Der Spaß darf im Vordergrund stehen, die Leidenschaft und das ohne Erwartungshaltung oder Erfolgsdruck. Die Anreize sind weniger bedeutend, da alles schon mal erlebt wurde und bestenfalls spielt das Geld verdienen nur noch eine untergeordnete Rolle. Allerdings ist es nicht einfach, Antworten auf diese Fragen zu finden. Was nicht heißt, dass derjenige ein Problem hat und Hilfe benötigt, aber es ist wie bei einem verborgenen Schatz, der im Laufe der Karriere immer mehr in den Hintergrund gerückt ist und den es zu bergen gilt. Hierbei kann es hilfreich sein, Impulse von außen zu bekommen. Durch Freunde, Familie, Wegbegleiter oder einen neutralen Coach. All das schafft mehr Klarheit. Geht es jetzt doch darum, etwas Nachhaltiges zu finden. Etwas, bei dem das eigene Herz mitschwingt.

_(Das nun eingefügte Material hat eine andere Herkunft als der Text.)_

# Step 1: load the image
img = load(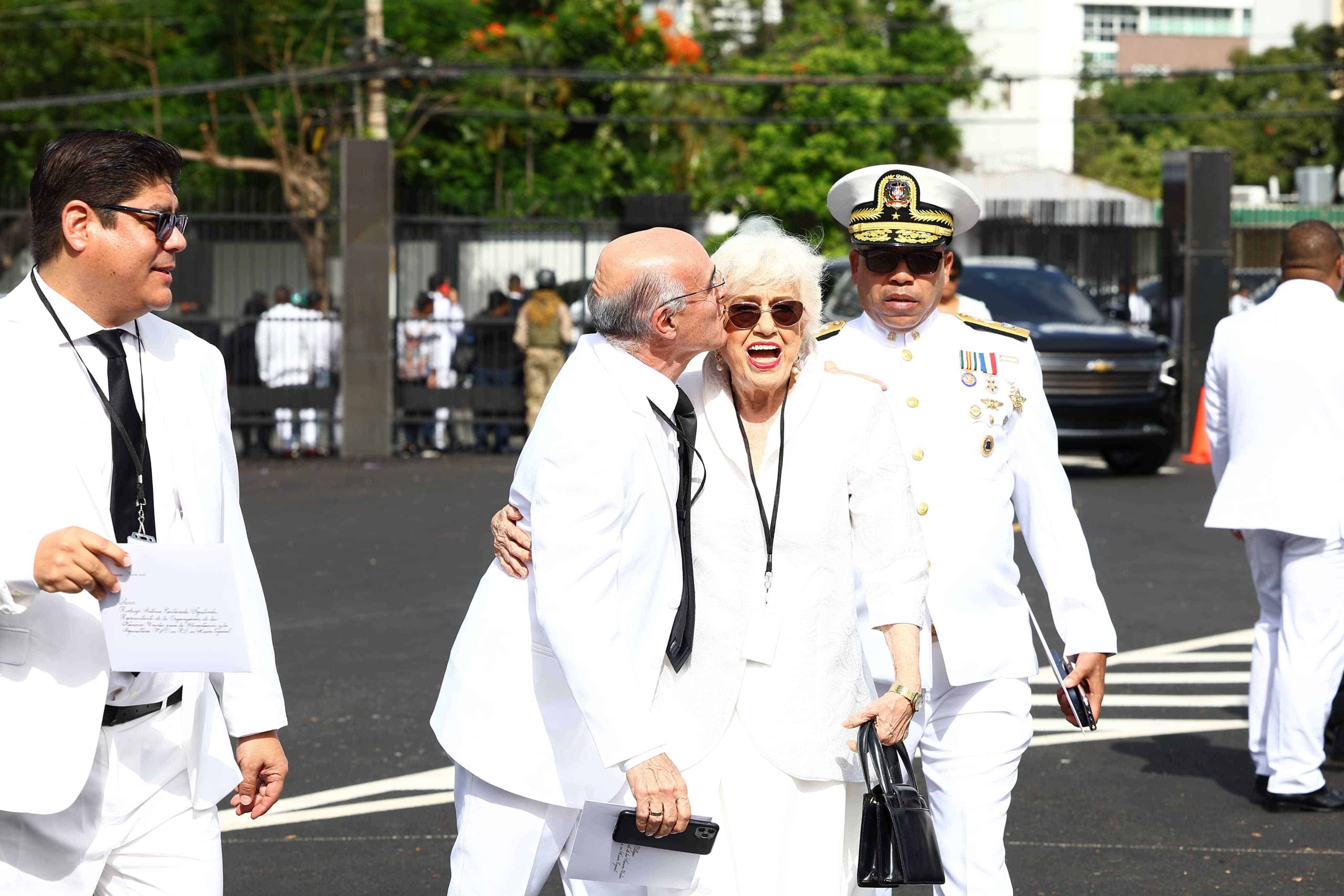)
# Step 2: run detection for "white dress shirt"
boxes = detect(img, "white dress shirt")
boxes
[37,275,183,707]
[821,312,1116,685]
[1204,279,1344,539]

Wichtig ist, den Erfolg in sich selbst zu finden, nicht im Außen. Den Blick nach innen zu richten. Geht es jetzt doch ganz klar um die eigene Identität; und das nicht auf beruflicher Ebene, sondern um die Echtheit der eigenen Person. Das Gefühl, sich selbst als echte Einheit wahrzunehmen, sich selbst wieder wichtig zu finden und zu fühlen. Seine eigene Persönlichkeit zu leben. Wenn dies gelingt, ist die Karriere weder nur der berufliche Aufstieg, noch das Karriere-Ende ein steiler Abstieg. Dann heißt es, neue Ziele zu definieren und den Blick nach vorne zu richten. Wie beim Bergsteigen: Wir fangen unten an, gehen den Berg hoch bis nahe zum oder ganz hoch zum (Karriere-)Gipfel – oben angekommen, geht es wohl ein kleines Stück runter, aber nicht um wieder am Ausgangspunkt zu landen, sondern um Kraft zu tanken für den erneuten Aufstieg. Nämlich auf einen Berg, den wir uns bewusst ausgesucht haben, auf den wir nicht getrieben werden, sondern dessen Aufstieg wir schlichtweg genießen.